Although meadows are no longer much of a part of our rural landscape you've probably noticed them springing up all over our towns and cities and along our roadsides, even in our gardens. It will take decades for these to develop the biodiversity or the established meadows we have lost. But even in its first year a wildflower meadow can provide a valuable boost to invertebrates and hence to hedgehogs.
One of the promises of Brexit has been that instead of subsidising farmers for food production (as they are under EU regulations) they will be subsidised for land management. Farmers are nervous about the change, but if the promise holds good, we should see the return of hedgerows, uncultivated marginal strips in fields, ponds and copses. It could make a massive difference to our hedgehogs.
And in towns, cities and suburbs the creation of hedgehog-friendly habitat is well underway. And whilst numbers still continue to fall in the countryside, help from humans means that the fall is less severe in urban areas, and in some placed they may even be on the increase.

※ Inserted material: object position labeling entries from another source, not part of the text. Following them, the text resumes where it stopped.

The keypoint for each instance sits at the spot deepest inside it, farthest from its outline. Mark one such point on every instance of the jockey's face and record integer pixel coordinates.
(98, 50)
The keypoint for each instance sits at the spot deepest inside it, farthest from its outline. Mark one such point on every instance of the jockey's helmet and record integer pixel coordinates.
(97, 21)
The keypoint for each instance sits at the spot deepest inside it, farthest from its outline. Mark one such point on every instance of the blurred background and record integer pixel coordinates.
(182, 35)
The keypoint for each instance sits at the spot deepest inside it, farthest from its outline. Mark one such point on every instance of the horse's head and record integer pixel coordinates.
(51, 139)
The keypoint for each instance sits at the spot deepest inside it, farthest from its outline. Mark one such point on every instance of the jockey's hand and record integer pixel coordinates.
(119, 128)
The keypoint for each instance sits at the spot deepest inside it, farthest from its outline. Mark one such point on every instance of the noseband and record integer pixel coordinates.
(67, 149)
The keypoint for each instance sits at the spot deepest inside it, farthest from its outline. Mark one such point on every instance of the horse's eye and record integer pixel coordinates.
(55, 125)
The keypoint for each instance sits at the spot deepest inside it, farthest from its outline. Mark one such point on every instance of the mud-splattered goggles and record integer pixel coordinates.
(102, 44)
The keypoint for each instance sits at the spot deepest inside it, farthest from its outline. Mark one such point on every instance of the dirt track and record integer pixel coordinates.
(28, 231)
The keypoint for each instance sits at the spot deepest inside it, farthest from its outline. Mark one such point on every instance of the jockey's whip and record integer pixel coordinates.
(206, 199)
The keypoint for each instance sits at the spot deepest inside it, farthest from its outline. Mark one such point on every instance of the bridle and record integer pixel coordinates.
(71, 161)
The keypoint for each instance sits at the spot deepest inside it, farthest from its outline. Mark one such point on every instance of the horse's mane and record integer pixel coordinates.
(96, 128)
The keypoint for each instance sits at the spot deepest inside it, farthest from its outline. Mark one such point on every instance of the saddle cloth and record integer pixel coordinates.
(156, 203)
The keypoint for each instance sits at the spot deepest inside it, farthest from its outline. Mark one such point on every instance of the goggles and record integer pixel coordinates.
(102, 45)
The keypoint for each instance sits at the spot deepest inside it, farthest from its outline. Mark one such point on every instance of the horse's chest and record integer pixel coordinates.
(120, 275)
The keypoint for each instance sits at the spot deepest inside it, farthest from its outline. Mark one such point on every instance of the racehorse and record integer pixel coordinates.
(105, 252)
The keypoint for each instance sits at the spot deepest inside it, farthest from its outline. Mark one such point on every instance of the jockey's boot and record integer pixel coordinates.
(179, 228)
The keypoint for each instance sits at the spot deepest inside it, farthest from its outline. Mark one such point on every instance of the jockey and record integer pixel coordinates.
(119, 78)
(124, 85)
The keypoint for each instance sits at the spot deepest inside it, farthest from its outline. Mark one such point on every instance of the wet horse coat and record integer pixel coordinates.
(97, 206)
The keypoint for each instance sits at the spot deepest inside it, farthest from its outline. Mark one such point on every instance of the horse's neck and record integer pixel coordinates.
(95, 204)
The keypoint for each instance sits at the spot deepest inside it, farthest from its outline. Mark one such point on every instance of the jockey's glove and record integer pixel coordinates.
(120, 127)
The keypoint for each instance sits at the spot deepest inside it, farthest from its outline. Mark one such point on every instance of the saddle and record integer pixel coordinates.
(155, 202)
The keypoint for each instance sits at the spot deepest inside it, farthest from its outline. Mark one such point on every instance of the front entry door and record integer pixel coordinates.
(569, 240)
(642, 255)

Organisations like Hedgehog Street have helped to build huge public interest in the fate fo the hedgehog. As a result of this, more and more of us are creating hedgehog friendly gardens, feeding our local hogs and offering them shelter in hedgehog houses.
We now boast quite a network of hedgehog highways, allowing hogs to move around our inhabited areas without dicing with death on our roads.
And in 2020 The British Hedgehog Preservation Society scored a big win for our hogs by ensuring that all new residential developments are now legally required to include hedgehog highways.
Public bodies are getting in on the act too. For example, 23 Universities are now signed up as "Hedgehog Friendly Campuses" in the UK. Large spaces like parks, recreation grounds and campuses can provide idea hedgehog habitat if properly managed.
Hedgehog Habitat Destruction - Past its Peak?
The hedgehog is supremely adaptable and can live in a vast range of different climates and habitats.
But in the UK the last century has been disastrous for hedgehogs. Wholesale distractions of the places hedgehogs live has pushed the species to the brink of destruction.
There are encouraging signs now. We are starting to value our environment more, and this includes our hedgehogs and the places they live.
We will need to be vigilant though to ensure these early signs of recovery continue. Humans in the Uk and worldwide will face enormous challenges in the aftermath of the Covid pandemic. And we have a lousy track record of caring for other species when we ourselves are under pressure. Let's hope that our growing awareness of every creature's importance to the further of the planet helps keep our hedgehogs and their homes safe.
We hope you've found this article interesting and useful. Do you have suggestions or questions? We'd love to hear them - leave us a comment below.
4 comments
We have a stone log store. Our logs are stored quite high and on pallets, to keep the logs dry. We have just discovered two hedgehogs asleep/hibernating under the pallets as our logs are now somewhat diminished.
My question – we need to restock our log store, can we re stack with new logs on the pallet so they are covered again?
Look forward to hearing from you.
Lynn
Hedgehogs may burrow for protection under sheds and patios, but rats may also be present. Look for separating tracks or droppings to identify the culprit, and consider visiting a pest management professional for exact identification. For more you can visit animalsbeach
Do Hedgehogs barrow under sheds and patios Or do I have rats ?
Hi Linda,
It sounds like you are doing everything you should be. You will know not to disturb them and just up the feeding when they start to emerge in March.